Before any of us had a chance to say another word, the kids raced across the second-floor landing again.
“If you all settle down, you can go down to the media room and watch your movie,” Beth called up to them. “If not . . .”
The unspoken threat was enough to bring them in line instantly. They streamed down the steps, and Glynis told them to stop in the kitchen on their way to the media room. She had popcorn, sodas, and cookies all ready for them.
“Mine, mine, mine,” Beth said, patting the heads of Jeremy as well as two girls who looked to be twins. “You know Eli,” she said, pointing out Glynis’s son, “and these are her Isabelle and Connor.” The little girl ignored me; the boy smiled and turned pink.
“And these are my Jackson and Mitchell,” Celia added. They were clearly the oldest kids there and even though I wasn’t a mother, I knew exactly what Celia was going to say next. “Keep an eye on the little ones,” she told her sons. “No roughhousing! And if anyone spills anything—”
“We know,” the oldest boy rolled his eyes in a way that said he wasn’t being disrespectful so much as he was just teasing. He’d heard it all before. “Wipe it up and let you know if there’s a stain.”
“Beautiful kids,” I said, because it was true and because I know that’s what mothers are supposed to say to each other.
Glynis still had a hold of my arm. She tugged me toward the kitchen and I just naturally went along. “I suppose you’re wondering why we asked you to come so early,” she said.
“Sonny made flan in cooking class this week,” Celia added, though what this had to do with me arriving early for the wine tasting, I don’t know. “Flan Caraqueño. It’s a recipe from Venezuela.”
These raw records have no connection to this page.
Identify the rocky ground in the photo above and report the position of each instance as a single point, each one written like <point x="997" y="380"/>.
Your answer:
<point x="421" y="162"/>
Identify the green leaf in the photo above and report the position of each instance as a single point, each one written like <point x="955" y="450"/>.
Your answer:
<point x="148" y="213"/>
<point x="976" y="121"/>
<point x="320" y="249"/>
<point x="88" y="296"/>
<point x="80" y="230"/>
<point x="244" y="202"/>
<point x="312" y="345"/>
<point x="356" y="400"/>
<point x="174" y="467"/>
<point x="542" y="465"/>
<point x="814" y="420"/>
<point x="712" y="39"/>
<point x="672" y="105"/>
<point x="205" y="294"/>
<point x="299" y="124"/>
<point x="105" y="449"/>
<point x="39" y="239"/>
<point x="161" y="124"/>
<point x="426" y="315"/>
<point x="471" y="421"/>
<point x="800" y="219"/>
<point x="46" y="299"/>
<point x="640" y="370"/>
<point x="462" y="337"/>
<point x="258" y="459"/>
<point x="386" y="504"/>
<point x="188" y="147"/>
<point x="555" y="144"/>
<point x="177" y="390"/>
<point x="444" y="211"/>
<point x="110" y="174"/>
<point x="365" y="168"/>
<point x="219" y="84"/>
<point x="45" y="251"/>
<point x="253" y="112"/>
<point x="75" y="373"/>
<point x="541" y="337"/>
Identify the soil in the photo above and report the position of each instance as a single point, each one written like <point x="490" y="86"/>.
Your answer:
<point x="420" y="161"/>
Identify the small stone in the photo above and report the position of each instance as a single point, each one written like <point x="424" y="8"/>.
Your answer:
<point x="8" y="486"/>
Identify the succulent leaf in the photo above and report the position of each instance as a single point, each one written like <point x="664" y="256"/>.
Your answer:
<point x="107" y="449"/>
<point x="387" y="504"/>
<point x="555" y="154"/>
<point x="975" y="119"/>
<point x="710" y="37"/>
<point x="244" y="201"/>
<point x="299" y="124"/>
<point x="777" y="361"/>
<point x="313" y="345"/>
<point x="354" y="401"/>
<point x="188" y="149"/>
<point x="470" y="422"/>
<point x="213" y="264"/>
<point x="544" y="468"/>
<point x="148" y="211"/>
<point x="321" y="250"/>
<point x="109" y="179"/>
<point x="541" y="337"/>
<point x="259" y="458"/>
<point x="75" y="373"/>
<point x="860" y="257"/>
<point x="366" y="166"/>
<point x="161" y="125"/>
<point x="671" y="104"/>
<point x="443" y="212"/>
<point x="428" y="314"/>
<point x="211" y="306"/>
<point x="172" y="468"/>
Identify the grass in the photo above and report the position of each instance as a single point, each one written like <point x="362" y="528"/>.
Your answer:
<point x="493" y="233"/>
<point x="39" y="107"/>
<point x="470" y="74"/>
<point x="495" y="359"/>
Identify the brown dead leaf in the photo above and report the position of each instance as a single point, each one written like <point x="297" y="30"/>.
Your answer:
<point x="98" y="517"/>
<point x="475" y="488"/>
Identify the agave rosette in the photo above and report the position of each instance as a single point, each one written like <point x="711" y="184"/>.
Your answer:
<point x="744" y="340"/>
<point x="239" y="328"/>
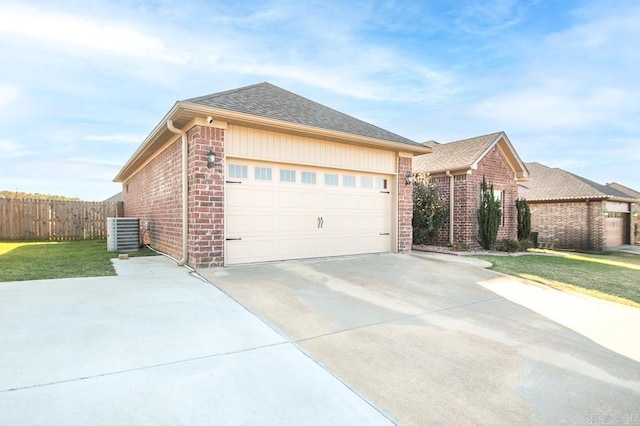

“And Celia . . .” Beth slid her friend a look. “Celia mentioned it to Michael. Michael loves flan. And since the celebration has something to do with Michael . . .”
Again her friends questioned her, but again, Beth clammed up like a . . . well, like a clam. We trooped into the kitchen (where I didn’t see a trace of flan) and Beth bustled to the refrigerator and took out eggs, butter, and milk. She set it on the quartz countertop while Celia brought over almonds and crackers, and Glynis went into a walk-in pantry as big as the kitchen in my apartment to get a bottle of vanilla extract.